Eines Tages fiel ihm ein hinkender Mann auf, dem er mehrere Straßenblocks lang folgte, um seinen Gang zu studieren. Oft musste er an Ampeln warten. Sobald sie auf Grün schaltete, war er der Erste, die die Straße überquerte. Dieser Mann schätzte seine Chancen im Alltag also genau ein. Im Film wurde daraus dann die Szene, in der Ratso fast von einem Taxi angefahren wird und er den Fahrer anschreit "I'm walking here, I'm walking here!". Ich kannte diesen Moment trotziger Selbstbehauptung bisher nur in der deutschen Synchronfassung, aber im Original ist er viel eindrucksvoller. Neben dem ausgestreckten Zeigefinger, mit dem Richard Roundtree ein paar Jahre später in »Shaft« den New Yorker Straßenverkehr regelt, gehört er gewiss zu den herausragenden Lektionen, die man als Fußgänger im Kino lernen kann.

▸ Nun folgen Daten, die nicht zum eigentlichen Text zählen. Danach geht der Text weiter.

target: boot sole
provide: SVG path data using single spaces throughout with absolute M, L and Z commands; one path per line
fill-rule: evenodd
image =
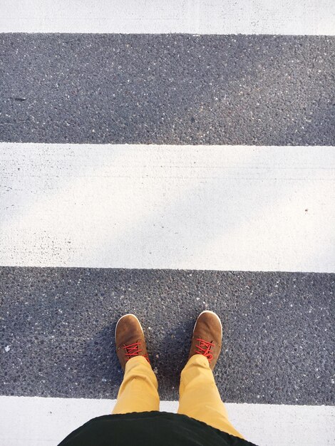
M 143 328 L 142 328 L 142 326 L 141 326 L 140 322 L 140 321 L 138 320 L 138 318 L 135 316 L 135 314 L 133 314 L 133 313 L 128 313 L 127 314 L 124 314 L 123 316 L 122 316 L 120 318 L 120 319 L 118 321 L 118 322 L 116 323 L 115 331 L 115 333 L 114 333 L 114 337 L 115 337 L 115 338 L 116 338 L 116 330 L 117 330 L 117 328 L 118 328 L 118 323 L 120 322 L 120 321 L 123 318 L 124 318 L 124 317 L 125 317 L 125 316 L 133 316 L 133 317 L 136 319 L 136 321 L 138 322 L 138 323 L 139 323 L 139 325 L 140 325 L 140 329 L 142 330 L 142 333 L 143 333 L 143 335 L 144 335 Z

In Nancy Buirskis Film, der gerade im Rahmen des Festivals DOKUARTS Berlin läuft (http://doku-arts.de/de/start), ist der Schauspieler nur im Off zu hören, ebenso wie der 2003 verstorbene Regisseur John Schlesinger. Allerdings sind beide nicht weniger präsent als die zahlreichen Überlebenden und Zeitzeugen, die Buirski noch vor die Kamera holen konnte: Jon Voight, der die zweite Hauptrolle spielt, seine Partnerinnen Jennifer Salt und Brenda Vaccaro sowie Bob Balaban; außerdem drei Leute, die ich als Leser sehr schätze und nun von Angesicht kennenlernte: Ian Buruma, den Neffen des Regisseurs; den Filmkritiker J. Hoberman und Luc Sante, der mit "Low Life" eines der großen Bücher über die Schattenseiten New Yorks geschrieben hat und sich inzwischen als Transmensch begreift, weshalb sie nun Lucy Sante heißt. Jennifer Salt spricht auch im Namen ihres Vaters Waldo, der für das Drehbuch einen Oscar erhielt und so sein Comeback feierte, nachdem er eine Ewigkeit auf Hollywoods Schwarzer Liste gestanden hatte. Seine Stimme ist kurz zu hören, als er Regie führt bei Jon Voights Probeaufnahmen; auch ein paar Zeichnungen von ihm sind zu sehen. Zwei weitere maßgebliche Mitwirkende am Film sind in historischen Dokumenten gegenwärtig, der Produzent Jerome Hellman und der Kameramann Adam Holender, dessen ruppige Bildsprache der entfesselten Zooms und verzerrenden Weitwinkel mit »Midnight Cowboy« plötzlich für den Mainstream akzeptabel wurde. Holender war stilbildend für den urbanen Realismus im Kino, den danach vor allem Jerry Schatzberg und Paul Newman schätzten; fotografische Vorstudien seiner Kameraarbeit gewähren einen knappen Blick in seine Werkstatt. Das war der erste Film, der wirklich nach New York aussah, sagt ein Zeitzeuge über »Midnight Cowboy«.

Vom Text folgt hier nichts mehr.